Lee, J. - Presenter, University of Massachusetts
Park, Y., University of Massachusetts Amherst
Carpenter, R., University of Massachusetts
The trabecular bone implicates clinical significance as a major site for preserving adult stem cells, generating all types of blood cells throughout lifetime, osteoporosis during aging, and in case of cancerous lesion metastasis. In vitro reconstitution of trabecular bone tissue models is imperative to better understand fundamental biology of aforementioned biological processes and explore translational opportunities such as ex vivo expansion of hematopoietic stem cells and drug screening for cancer metastasis and osteoporosis. In this tissue, bone and marrow exist as an integrated organoid. Each tissue represents distinct cellular and extracellular niches that are known as vascular and endosteal niches. While there has been significant progress in modeling vascular niche, in vitro reconstitution of endosteal niche remains premature. The field has focused on bone-forming osteoblasts and bone-resorbing osteoclasts in in vitro bone tissue modeling. However, in reality, the major cell types comprising the endosteal niche is osteocytes and bone lining cells.
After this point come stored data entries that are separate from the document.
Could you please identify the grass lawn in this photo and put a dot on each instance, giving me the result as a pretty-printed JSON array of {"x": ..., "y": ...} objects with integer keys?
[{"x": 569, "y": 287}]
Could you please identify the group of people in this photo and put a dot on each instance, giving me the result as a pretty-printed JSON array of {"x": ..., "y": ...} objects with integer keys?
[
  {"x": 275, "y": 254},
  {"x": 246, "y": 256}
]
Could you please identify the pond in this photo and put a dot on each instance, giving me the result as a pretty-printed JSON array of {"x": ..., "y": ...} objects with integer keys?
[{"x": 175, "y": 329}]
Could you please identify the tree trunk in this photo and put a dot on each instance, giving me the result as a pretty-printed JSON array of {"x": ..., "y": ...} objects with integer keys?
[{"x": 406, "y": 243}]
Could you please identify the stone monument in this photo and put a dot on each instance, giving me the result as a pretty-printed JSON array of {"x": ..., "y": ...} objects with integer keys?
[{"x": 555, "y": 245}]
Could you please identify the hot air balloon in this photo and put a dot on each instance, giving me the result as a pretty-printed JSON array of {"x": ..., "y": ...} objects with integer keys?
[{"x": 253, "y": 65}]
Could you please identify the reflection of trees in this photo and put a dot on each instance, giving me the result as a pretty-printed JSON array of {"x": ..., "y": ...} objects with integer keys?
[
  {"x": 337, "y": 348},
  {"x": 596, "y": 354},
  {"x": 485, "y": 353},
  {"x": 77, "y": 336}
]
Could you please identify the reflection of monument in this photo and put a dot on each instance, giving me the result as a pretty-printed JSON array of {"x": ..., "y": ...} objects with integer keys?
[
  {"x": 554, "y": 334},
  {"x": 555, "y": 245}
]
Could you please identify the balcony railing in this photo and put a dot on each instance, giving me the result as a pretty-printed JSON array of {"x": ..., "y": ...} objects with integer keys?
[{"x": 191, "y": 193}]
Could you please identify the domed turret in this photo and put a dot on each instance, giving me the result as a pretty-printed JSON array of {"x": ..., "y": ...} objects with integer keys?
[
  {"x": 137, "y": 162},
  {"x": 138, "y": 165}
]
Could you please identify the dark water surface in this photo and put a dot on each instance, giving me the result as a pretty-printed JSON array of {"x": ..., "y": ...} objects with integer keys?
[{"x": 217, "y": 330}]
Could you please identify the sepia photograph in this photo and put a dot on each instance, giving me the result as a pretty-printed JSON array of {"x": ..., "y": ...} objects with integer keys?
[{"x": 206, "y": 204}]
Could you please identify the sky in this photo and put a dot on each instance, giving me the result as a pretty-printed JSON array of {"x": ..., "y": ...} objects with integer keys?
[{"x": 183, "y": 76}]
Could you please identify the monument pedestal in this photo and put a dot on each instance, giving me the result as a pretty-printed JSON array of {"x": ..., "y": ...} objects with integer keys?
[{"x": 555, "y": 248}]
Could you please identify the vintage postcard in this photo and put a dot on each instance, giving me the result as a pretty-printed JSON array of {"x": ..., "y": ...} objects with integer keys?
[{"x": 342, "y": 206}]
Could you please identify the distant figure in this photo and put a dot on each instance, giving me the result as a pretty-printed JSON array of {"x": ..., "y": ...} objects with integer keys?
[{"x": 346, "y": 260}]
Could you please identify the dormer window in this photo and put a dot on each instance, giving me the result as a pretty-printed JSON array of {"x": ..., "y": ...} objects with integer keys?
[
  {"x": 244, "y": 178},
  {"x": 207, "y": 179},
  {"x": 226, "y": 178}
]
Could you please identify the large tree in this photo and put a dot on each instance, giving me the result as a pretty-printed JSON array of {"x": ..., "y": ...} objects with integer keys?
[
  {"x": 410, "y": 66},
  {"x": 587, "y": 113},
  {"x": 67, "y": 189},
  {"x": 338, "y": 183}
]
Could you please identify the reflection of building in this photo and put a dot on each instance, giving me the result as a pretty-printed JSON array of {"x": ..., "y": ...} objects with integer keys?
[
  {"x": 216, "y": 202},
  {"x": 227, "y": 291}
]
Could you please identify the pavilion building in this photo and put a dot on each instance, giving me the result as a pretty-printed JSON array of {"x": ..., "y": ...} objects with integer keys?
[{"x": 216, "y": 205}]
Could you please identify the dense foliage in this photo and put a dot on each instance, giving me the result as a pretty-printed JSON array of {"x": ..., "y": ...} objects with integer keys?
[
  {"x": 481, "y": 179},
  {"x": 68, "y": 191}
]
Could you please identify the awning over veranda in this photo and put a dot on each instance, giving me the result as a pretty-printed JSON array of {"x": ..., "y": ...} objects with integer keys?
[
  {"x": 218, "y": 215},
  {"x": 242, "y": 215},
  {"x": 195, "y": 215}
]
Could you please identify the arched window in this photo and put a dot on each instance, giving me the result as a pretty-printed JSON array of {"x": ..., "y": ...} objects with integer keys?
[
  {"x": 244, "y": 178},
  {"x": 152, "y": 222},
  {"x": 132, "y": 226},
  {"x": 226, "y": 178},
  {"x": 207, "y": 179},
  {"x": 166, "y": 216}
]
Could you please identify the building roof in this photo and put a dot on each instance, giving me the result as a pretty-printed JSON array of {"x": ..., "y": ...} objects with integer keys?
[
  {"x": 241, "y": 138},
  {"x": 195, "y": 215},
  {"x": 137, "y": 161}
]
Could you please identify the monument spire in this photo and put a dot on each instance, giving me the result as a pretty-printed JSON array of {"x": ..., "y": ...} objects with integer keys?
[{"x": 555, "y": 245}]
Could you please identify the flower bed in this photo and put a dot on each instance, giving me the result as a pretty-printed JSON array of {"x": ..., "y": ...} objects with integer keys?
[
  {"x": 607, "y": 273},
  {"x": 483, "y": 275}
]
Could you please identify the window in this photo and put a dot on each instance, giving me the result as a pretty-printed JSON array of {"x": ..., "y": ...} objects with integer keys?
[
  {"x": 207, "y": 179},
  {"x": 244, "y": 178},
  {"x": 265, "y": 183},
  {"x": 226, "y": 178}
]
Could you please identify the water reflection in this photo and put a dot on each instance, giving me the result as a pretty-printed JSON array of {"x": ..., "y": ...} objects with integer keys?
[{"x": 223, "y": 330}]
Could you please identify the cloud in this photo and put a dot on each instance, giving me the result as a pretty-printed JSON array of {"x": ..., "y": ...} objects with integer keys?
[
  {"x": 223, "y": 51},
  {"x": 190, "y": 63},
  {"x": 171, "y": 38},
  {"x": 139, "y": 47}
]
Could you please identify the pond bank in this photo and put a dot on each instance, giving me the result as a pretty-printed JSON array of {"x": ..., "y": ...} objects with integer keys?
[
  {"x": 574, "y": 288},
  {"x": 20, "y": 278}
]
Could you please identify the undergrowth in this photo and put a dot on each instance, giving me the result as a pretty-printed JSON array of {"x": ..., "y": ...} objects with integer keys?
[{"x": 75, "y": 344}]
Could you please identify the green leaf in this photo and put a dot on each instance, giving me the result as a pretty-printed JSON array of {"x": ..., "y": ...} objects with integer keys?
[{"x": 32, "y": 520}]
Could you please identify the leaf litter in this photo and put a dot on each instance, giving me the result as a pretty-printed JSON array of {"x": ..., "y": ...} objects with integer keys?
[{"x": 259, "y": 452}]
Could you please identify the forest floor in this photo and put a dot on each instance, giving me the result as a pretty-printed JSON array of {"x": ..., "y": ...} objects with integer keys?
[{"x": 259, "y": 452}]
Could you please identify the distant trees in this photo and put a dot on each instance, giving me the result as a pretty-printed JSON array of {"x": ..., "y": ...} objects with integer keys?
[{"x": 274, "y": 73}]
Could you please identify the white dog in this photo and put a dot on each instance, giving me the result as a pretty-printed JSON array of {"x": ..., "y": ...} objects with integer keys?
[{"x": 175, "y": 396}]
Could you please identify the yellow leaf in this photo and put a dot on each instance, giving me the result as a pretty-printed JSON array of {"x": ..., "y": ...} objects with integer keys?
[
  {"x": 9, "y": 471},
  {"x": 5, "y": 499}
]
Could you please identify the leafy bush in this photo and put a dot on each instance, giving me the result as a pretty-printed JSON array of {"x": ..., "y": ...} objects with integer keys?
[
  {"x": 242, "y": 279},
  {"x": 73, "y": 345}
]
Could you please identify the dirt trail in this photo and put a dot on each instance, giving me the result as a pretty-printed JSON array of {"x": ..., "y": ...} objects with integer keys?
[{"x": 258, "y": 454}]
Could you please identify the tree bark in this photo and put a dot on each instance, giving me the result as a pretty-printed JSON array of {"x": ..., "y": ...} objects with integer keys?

We have developed a new biomaterial and engineering strategy to faithfully create endosteal bone tissue models. Thin slices of demineralized bone matrix supported osteoblast cell activity and their lining cell differentiation - inactive form of osteoblasts. Further stacking demineralized bone matrix allowed creating lamellar structure of bone, which in turn promoted osteocyte differentiation of osteoblast. We provide evidence that support bone lining and osteocyte differentiation with related gene expression, cellular activities and morphology and secretory profiles. The established endosteal niche model is expected to serve as a foundation for creating better functional trabecular bone tissue models combined with existing vascular niche models.